Bird declared that Carter also initially opposed the aborted and disastrous Iran hostage rescue mission of April 1980. National Security Adviser Zbigniew Brzezinski “nagged Carter into the helicopter rescue mission,” Bird averred, even though the “hopeless” Operation Eagle Claw had almost no chance of success and would have produced a “bloodbath” had the military strike force made it to Tehran instead of the mission being aborted.
This series of events, along with economic issues and the Soviet invasion of Afghanistan in Dec. 1979, severely compromised Carter’s political standing.
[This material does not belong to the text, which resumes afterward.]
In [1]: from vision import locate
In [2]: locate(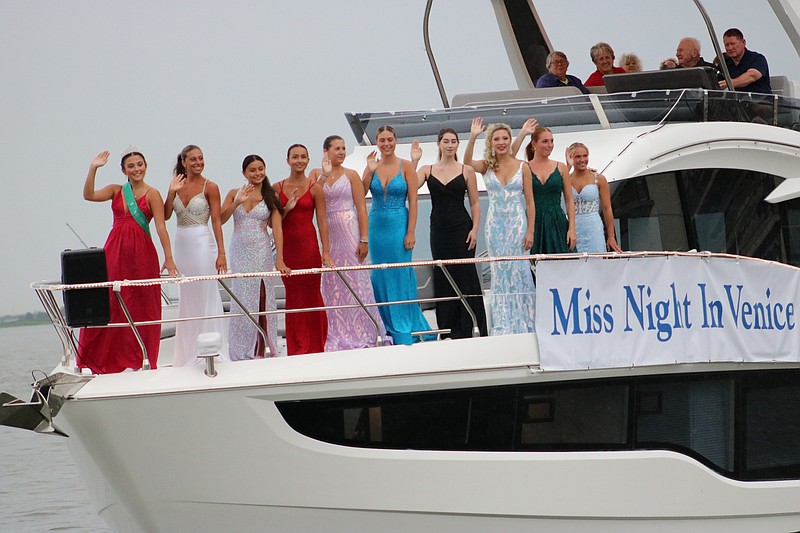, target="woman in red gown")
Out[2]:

However, as Bird pointed out, to ensure the election of Ronald Reagan, his campaign manager and later CIA Director William Casey secretly flew to Madrid, Spain, to meet with representatives of Ayatollah Ruhollah Khomeini to preclude an “October surprise,” a scenario in which Carter would successfully negotiate the release of the 52 American hostages and at the same time boost his political standing prior to the election. Promising military support to Iran in the conflict that had erupted with Iraq, Casey gave “a green light to the Iranians not to make a deal” on the release of the hostages in what Bird judged an “outrageous example of independent diplomacy undermining U.S. foreign policy.”
The hostages were eventually released on the day Reagan took office, Jan. 20, 1981. Bird added that Casey’s partisan secret mission “planted the seeds” for the Iran-Contra scandal, which surfaced in 1986.
Bird’s insights into the Carter presidency extend beyond Middle East policy and likely will make his book—The Outlier: The Unfinished Presidency of Jimmy Carter—an essential read. Bird clearly admires his subject and predicts that over time as more evidence emerges from the sources he has mined, especially Carter’s copious diary entries and memoranda, that the 39th president will ascend from his relatively low standing to a higher ranking of overall presidential efficacy. In any case, Bird argued that Carter was “probably the most intelligent, well-read president in the twentieth century, and of course he was the most decent.”